The most urgent need — and the first step in creating such a system — is to develop a way to assess the knowledge, skills and abilities that correspond to career readiness. An ETS report released earlier this year showed that American millennials — despite record levels of college attainment — score below the vast majority of their international peers in literacy, numeracy and problem-solving skills. Even our highest-performing and most educated young adults score below their international peers.

A recent survey of 400 employers by the American Association of Colleges and Universities reported that employers, by and large, most value skills like critical thinking, written and oral communication skills, and the ability to apply knowledge to real-world settings — skills that cut across students’ majors and academic disciplines. Nine in 10 of the employers surveyed view recent college graduates as poorly prepared for the workplace.

Some of the existing assessments in use by some colleges and universities have found much the same thing as the ETS research team and American employers: American college students are leaving school lacking the skills necessary for the workplace. Significantly, according to one study, some students do make progress over the course of their college careers. But so many students start with a deficit of knowledge that they won’t be ready for work at graduation even if they do make progress while in school.

As outlined in ETS’s “A Culture of Evidence: Postsecondary Assessment and Learning Outcomes,” the six regional postsecondary accrediting agencies should be charged with integrating a national system of assessing student learning into their ongoing reviews of institutions of higher education. These agencies are already responsible for developing and enforcing standards for higher education institutions and programs. The accrediting agencies are also responsible for performing reviews on a regular basis, which means that accountability for student outcomes is guaranteed to become an integral part of how schools operate.

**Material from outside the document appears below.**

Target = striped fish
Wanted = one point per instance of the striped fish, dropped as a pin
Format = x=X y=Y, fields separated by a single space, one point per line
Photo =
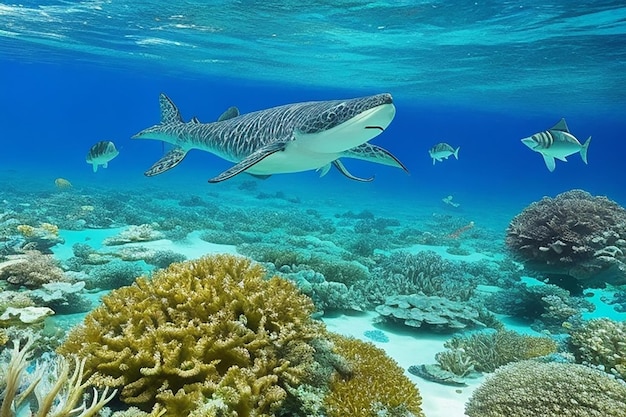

Properly aggregated data on learning outcomes will provide faculty with information on cohorts at similar schools, and equip faculty with high-quality information to help improve their own programs. Systemic, sector-wide improvement will continue to be a challenge without these assessment systems.

Successful development of an assessment system will require coordinated efforts across the sector and significant involvement from an institution’s faculty. We have already waited too long, as the skills gap between American millennials and their peers abroad makes clear. The comparatively low skill levels of American millennials is likely to test our international competitiveness over the coming decades. If our future rests in part on the skills of this cohort — as these individuals represent tomorrow’s workforce, parents, educators and body politic — then that future looks bleak.